Sunday, May 14, 2023

Card Of The Week May 14

Shoki Murakami of the Tigers has had a pretty good season so far.  He threw seven perfect innings in his first start of the year back on April 12th before being pulled for a pinch hitter in a controversial move by manager Akinobu Okada.   In his next start ten days later he threw a complete game shutout of the Dragons.  A week later he threw eight scoreless innings as the Tigers beat the Swallows 7-0.  Last Tuesday he had thrown six scoreless innings against Yakult which (when including the scoreless inning in relief he had in his first appearance of the year on April 1st) put his streak of innings without giving up a run to start the season at 31, which tied him for the record with Etsuo Nakai, who did it in 1963.  Murakami gave up a home run to Domingo Santana in the seventh inning though which ended the streak.  To add insult to injury, Santana's home run was the only scoring in the game by either team so Murakami took the 1-0 loss.

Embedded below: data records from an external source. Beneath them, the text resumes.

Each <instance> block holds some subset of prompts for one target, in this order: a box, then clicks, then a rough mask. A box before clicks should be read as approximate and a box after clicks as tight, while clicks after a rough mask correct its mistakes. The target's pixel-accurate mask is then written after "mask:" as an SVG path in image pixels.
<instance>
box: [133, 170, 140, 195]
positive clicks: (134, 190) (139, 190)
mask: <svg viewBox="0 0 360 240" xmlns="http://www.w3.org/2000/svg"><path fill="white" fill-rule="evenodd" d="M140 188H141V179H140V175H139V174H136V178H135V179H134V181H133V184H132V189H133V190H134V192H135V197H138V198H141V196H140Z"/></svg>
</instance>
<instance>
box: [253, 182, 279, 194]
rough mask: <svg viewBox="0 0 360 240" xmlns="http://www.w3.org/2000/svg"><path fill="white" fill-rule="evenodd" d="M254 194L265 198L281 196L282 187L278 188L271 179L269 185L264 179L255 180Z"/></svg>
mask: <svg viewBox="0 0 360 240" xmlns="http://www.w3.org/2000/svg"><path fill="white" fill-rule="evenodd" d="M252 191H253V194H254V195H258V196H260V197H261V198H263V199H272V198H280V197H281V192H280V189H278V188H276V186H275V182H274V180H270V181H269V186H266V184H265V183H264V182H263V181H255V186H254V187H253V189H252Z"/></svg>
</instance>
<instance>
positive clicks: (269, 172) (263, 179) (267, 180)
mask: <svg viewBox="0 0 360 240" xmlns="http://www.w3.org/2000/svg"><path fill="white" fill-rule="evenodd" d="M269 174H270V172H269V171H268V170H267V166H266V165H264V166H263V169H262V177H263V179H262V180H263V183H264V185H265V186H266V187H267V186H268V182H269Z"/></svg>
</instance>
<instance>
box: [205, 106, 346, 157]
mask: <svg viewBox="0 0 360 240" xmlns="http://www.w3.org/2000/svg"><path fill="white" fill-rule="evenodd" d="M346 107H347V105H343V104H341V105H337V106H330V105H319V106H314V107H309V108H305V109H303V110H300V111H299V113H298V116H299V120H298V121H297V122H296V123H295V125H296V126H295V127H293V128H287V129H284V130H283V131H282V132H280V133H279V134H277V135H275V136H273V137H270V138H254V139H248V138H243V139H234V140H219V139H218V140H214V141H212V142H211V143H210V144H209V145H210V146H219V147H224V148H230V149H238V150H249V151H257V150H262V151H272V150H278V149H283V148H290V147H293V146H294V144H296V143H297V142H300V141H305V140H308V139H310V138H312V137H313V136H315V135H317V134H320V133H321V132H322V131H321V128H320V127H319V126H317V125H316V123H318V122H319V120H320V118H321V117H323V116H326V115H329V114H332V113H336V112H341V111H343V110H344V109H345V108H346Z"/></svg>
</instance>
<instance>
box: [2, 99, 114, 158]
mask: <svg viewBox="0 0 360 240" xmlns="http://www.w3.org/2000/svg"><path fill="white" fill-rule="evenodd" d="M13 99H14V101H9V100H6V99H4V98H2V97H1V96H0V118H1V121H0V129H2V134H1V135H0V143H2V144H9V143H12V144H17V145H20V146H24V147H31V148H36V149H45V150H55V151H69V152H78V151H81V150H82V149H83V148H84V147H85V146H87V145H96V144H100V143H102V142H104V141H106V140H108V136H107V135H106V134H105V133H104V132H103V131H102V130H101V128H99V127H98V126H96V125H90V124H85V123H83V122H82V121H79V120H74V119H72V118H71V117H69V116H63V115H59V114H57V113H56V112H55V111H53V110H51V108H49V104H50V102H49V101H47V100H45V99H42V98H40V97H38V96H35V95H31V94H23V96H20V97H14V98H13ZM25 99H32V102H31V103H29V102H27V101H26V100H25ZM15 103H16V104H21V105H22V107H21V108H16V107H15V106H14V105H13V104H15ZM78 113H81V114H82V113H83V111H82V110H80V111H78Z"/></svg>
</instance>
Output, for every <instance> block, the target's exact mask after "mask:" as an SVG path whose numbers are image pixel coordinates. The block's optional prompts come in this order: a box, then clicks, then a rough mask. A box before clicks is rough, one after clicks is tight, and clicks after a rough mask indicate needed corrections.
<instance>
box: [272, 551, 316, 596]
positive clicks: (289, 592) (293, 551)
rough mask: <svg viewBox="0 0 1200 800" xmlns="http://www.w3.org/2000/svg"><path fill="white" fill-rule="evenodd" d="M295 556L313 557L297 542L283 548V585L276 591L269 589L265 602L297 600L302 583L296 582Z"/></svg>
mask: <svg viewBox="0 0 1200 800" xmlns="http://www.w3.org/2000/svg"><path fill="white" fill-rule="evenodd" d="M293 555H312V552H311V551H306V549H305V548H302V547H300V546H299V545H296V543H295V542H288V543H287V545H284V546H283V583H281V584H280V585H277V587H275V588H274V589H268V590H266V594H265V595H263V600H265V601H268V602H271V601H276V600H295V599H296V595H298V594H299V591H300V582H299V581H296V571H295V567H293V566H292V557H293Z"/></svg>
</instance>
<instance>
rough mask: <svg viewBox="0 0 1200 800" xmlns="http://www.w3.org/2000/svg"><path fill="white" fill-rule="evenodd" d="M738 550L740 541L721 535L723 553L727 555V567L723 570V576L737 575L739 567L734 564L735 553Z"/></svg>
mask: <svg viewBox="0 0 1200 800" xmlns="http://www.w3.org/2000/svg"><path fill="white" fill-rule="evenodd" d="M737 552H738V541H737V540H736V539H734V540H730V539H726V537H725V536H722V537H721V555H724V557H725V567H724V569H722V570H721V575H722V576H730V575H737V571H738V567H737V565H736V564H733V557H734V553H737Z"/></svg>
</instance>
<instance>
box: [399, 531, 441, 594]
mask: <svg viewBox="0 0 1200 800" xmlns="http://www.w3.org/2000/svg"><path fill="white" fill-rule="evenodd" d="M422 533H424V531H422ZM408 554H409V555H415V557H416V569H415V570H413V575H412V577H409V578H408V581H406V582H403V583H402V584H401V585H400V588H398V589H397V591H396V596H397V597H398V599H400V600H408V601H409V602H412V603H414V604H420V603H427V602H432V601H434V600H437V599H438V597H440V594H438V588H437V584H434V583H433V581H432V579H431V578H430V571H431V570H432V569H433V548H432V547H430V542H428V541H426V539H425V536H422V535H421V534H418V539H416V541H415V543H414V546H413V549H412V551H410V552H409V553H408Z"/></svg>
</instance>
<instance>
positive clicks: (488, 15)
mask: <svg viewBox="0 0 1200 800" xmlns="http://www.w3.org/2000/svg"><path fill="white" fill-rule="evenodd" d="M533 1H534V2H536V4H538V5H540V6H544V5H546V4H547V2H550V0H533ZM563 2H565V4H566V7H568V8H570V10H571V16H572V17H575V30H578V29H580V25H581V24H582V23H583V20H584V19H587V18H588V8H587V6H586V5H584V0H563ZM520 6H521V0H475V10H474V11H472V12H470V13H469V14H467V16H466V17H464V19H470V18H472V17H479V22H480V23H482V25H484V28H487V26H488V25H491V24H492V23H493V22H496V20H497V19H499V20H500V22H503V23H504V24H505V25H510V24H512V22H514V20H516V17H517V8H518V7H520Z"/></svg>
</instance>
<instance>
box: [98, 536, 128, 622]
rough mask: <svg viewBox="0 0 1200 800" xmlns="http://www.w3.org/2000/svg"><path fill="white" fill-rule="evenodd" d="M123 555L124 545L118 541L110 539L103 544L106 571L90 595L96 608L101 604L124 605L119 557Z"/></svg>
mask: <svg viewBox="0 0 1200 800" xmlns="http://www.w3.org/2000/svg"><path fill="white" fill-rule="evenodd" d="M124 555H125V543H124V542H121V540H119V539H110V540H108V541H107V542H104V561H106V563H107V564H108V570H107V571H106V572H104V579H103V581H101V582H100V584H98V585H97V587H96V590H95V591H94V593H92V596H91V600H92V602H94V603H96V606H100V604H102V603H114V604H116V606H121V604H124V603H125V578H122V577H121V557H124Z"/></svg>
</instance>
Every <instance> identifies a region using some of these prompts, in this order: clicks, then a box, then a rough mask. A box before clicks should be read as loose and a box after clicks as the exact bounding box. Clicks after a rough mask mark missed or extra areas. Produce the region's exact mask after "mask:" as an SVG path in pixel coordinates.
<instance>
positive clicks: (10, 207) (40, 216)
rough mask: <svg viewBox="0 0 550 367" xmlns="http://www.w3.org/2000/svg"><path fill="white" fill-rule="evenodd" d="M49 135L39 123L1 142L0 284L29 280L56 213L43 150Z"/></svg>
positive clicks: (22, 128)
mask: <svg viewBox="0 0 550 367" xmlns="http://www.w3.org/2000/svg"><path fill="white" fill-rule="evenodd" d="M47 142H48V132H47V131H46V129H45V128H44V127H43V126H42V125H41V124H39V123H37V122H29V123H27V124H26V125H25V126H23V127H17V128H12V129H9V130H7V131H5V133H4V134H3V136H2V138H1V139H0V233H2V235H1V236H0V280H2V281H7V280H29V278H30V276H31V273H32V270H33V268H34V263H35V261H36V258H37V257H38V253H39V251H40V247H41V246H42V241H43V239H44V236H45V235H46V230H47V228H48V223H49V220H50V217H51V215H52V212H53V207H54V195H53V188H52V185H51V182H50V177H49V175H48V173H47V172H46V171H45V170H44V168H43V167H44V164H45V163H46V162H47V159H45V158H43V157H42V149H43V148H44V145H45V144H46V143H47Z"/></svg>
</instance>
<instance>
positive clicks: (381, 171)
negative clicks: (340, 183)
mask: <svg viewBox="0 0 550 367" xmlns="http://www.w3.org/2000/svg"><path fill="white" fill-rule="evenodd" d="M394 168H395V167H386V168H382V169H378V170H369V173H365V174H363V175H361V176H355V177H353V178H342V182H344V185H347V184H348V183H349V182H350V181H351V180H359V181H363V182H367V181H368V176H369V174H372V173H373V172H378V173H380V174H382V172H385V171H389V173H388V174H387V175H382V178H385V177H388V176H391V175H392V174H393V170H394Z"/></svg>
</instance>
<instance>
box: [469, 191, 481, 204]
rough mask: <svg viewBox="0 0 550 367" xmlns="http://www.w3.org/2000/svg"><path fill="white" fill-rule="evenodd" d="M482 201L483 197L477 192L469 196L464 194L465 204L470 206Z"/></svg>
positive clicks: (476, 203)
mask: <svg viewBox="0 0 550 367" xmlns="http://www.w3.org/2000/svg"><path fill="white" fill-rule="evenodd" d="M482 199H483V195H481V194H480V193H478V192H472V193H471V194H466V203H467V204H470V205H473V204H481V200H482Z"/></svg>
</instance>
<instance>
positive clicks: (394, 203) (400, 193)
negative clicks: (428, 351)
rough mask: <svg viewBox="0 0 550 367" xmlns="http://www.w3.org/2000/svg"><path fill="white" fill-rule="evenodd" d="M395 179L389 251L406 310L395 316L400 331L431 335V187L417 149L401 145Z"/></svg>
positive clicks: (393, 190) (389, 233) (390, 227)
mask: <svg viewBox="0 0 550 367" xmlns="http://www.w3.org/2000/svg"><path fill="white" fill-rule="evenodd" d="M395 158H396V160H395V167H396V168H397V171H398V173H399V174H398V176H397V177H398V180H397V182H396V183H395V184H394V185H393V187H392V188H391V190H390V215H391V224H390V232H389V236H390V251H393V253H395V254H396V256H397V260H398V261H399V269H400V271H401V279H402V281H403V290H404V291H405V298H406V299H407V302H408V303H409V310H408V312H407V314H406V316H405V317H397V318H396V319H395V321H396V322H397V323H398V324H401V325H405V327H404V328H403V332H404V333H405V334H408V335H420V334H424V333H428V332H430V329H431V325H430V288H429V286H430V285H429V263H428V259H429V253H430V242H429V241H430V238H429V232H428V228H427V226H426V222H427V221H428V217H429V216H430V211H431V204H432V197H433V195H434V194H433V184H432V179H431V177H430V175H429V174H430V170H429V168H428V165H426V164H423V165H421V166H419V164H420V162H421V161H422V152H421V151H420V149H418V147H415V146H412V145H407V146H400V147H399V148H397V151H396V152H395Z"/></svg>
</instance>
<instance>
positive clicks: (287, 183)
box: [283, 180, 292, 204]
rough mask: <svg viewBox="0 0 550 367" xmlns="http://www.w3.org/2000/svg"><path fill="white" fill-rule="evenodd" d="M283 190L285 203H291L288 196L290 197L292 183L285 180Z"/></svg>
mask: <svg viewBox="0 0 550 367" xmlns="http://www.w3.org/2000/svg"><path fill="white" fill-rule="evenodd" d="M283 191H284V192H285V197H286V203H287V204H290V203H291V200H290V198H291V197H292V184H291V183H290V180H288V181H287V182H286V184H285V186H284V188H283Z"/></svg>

I didn't know much about Nakai until I sat down to write this.  He was kind of an odd fellow.  His 31 consecutive scoreless inning streak not only started his 1963 season, it started his career.  He had been attending Kansai University but decided to drop out and sign with Hanshin in 1963.  He dominated the Western League, going 13-1 and leading the league in ERA (although I don't know what his ERA actually was) before being called up to the ichi-gun team in September.  His streak ran from September 7th to October 17th.  His final stats with the top team that year was 4-1 with an ERA of 1.22.  He threw three complete game shutouts in five starts.  Expectations for him were high the following year but he got hurt in a car accident in May of 1964 and he was slow in recovering from it - in fact arguably he never did.  He went 1-2 with a 3.69 ERA in 11 games in 1964 but only made one appearance in 1965, giving up one run in one inning of work for a 9.00 ERA.  He appears to have sat out the 1966 season altogether and then returned to the Tigers for two seasons entirely on the farm.  He joined the Nishitetsu Lions after 1968 and spent three solid seasons with them, mostly in middle relief.  He retired following the 1971 season at age 28 and was apparently a salaryman for some corporation for several years after that.  He joined Hanshin's coaching staff in 1979 but tragically passed away in August of that year from heart failure.  He was just 36 years old.

Here's cards of both Murakami (2022 BBM Tigers #T20) and Nakai (1964 Murakami JCM 14g "Bat On Right") - I think this is Nakai's only catalogued card:




1 comment:

Sean said...

Oh wow, that is an interesting story behind Nakai, I had never heard of him until reading this post.

I have to go check my menko to see if I have his, I'm curious.